Quant à mon invité, il prend une version épicée et flyée du Bloody Caesar. Assaisonné d’épices piri-piri, entouré d’olives et couronné d’un généreux morceau de chorizo (que je lui volerai certainement), ce Bloody Caesar pique la langue et éveille les sens! Je profite de ce moment pour poser des questions sur les boissons offertes et j’apprends que le cellier du Bastos ne contient que des vins portugais. Sophie accorde de l’importance à chaque détail, elle souhaite que l’expérience soit le plus typique possible et cela doit se sentir dans ce que l’on boit également! À cet effet, elle a créé une sangria à base de Sumol, le célèbre soda portugais, et il est aussi possible de commander la Super Bock, une bière portugaise de type lager très désaltérante. Le dîner s’annonce plus que bien!

 

L’assiette arrive et les effluves de fruits de mer grillés sur le charbon de bois m’enivrent. Quel plaisir de découvrir toutes ces spécialités de la Méditerranée! Je ne peux m’empêcher de planter ma fourchette dans la fameuse croquette de morue. La farce est crémeuse et la panure pas trop épaisse, j’en suis ravie! Et quelle surprise d’apercevoir un calmar entier dans l’assiette, lui qui est plus souvent servi en grosses rondelles. Cela me plaît, ça me donne l’impression d’être au Portugal où l’on mange simplement et où l’importance est axée sur la qualité du produit. Ce calmar charnu est fondant, juteux et très agréable en bouche, pas du tout caoutchouteux!

 

Mon invité s’attaque à la brochette de crevettes grillées et je m’empresse de faire comme lui. Grillées, simples, pas trop assaisonnées… 

 

Pour les relever quelque peu, je tente la fameuse sauce piri-piri qui est présente sur toutes les tables. Un peu plus tôt, lorsque j’ai demandé à Sophie quel était le secret du succès de Bastos, elle m’a répondu : « C’est simple, c’est la sauce piri-piri de mon mari. » Celui

qui a donné son nom au restaurant, Filipe Bastos, est d’origine portugaise et pas du tout cuisinier! « Il n’a jamais vraiment été attiré par la cuisine, mais un jour il s’est amusé à concocter une sauce avec ses connaissances de la cuisine portugaise et il a créé un vrai chef-d’oeuvre! », nous confie Sophie avec un sourire en coin. Eh bien, je ne peux que lui lever mon chapeau, car sa sauce est succulente.

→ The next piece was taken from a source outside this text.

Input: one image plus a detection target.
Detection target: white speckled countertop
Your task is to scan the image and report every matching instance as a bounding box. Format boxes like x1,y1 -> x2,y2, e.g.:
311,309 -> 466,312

Ce serait péché de ne pas parler de la pieuvre grillée! Le tentacule n’a rien de rebutant, bien au contraire, il est épicé et c’est l’aliment qui a le plus absorbé les saveurs du charbon dans l’assiette. Sublime! Et, bien sûr, j’ai volé un bout de chorizo à mon invité : je ne suis pas déçue.

On n’a malheureusement plus faim pour un dessert (même s’il y a des pastéis de Nata sur la carte), signe que l’assiette était généreuse. Bastos est un restaurant dont la carte est diversifiée, ce qui en fait un restaurant où l’on peut manger un poulet grillé le midi avec une bière froide et un plateau de fruits de mer accompagné d’un bon vin portugais en soirée. Cette Québécoise s’est inspirée de ses connaissances d’ici et de celles de son mari de làbas pour en faire un endroit qui plaît à tous. Un hybride réussi!